- Keywords: Biologically plausible deep learning, Recurrent Neural Networks, Perceptual grouping, horizontal connections, visual neuroscience, perceptual robustness, Gestalt psychology
- TL;DR: In this work, we present V1Net -- a novel recurrent neural network modeling cortical horizontal connections that give rise to robust visual representations through perceptual grouping.
- Abstract: The primate visual system builds robust, multi-purpose representations of the external world in order to support several diverse downstream cortical processes. Such representations are required to be invariant to the sensory inconsistencies caused by dynamically varying lighting, local texture distortion, etc. A key architectural feature combating such environmental irregularities is ‘long-range horizontal connections’ that aid the perception of the global form of objects. In this work, we explore the introduction of such horizontal connections into standard deep convolutional networks; we present V1Net -- a novel convolutional-recurrent unit that models linear and nonlinear horizontal inhibitory and excitatory connections inspired by primate visual cortical connectivity. We introduce the Texturized Challenge -- a new benchmark to evaluate object recognition performance under perceptual noise -- which we use to evaluate V1Net against an array of carefully selected control models with/without recurrent processing.
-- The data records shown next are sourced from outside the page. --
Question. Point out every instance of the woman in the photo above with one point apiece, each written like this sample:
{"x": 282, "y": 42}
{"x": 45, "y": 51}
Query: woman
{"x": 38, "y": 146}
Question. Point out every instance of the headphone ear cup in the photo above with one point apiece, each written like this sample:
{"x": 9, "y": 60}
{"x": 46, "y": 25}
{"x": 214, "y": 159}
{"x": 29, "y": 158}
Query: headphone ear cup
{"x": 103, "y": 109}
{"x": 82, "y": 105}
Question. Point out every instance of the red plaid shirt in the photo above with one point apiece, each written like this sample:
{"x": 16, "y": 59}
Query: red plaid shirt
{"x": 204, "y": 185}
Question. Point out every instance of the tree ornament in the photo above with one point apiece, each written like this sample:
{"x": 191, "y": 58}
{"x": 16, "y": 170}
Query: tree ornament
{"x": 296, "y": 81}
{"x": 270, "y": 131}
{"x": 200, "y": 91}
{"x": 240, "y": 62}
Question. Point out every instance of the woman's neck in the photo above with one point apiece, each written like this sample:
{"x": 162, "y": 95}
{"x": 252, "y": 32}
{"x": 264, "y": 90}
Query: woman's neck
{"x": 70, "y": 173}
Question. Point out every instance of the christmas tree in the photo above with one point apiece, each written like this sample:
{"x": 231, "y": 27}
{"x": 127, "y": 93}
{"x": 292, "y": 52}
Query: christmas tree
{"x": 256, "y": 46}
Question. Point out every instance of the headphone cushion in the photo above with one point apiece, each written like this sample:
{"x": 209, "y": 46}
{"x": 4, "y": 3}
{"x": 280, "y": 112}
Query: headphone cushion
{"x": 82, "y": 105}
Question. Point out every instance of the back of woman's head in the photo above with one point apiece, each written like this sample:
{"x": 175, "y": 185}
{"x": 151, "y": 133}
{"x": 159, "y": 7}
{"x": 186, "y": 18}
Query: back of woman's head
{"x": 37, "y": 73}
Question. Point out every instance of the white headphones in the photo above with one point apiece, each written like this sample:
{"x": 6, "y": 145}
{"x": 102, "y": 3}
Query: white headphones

Additionally, we present results from an ablation study of V1Net demonstrating the utility of diverse neurally inspired horizontal connections for state-of-the-art AI systems on the task of object boundary detection from natural images. We also present the emergence of several biologically plausible horizontal connectivity patterns, namely center-on surround-off, association fields and border-ownership connectivity patterns in a V1Net model trained to perform boundary detection on natural images from the Berkeley Segmentation Dataset 500 (BSDS500). Our findings suggest an increased representational similarity between V1Net and biological visual systems, and highlight the importance of neurally inspired recurrent contextual processing principles for learning visual representations that are robust to perceptual noise and furthering the state-of-the-art in computer vision.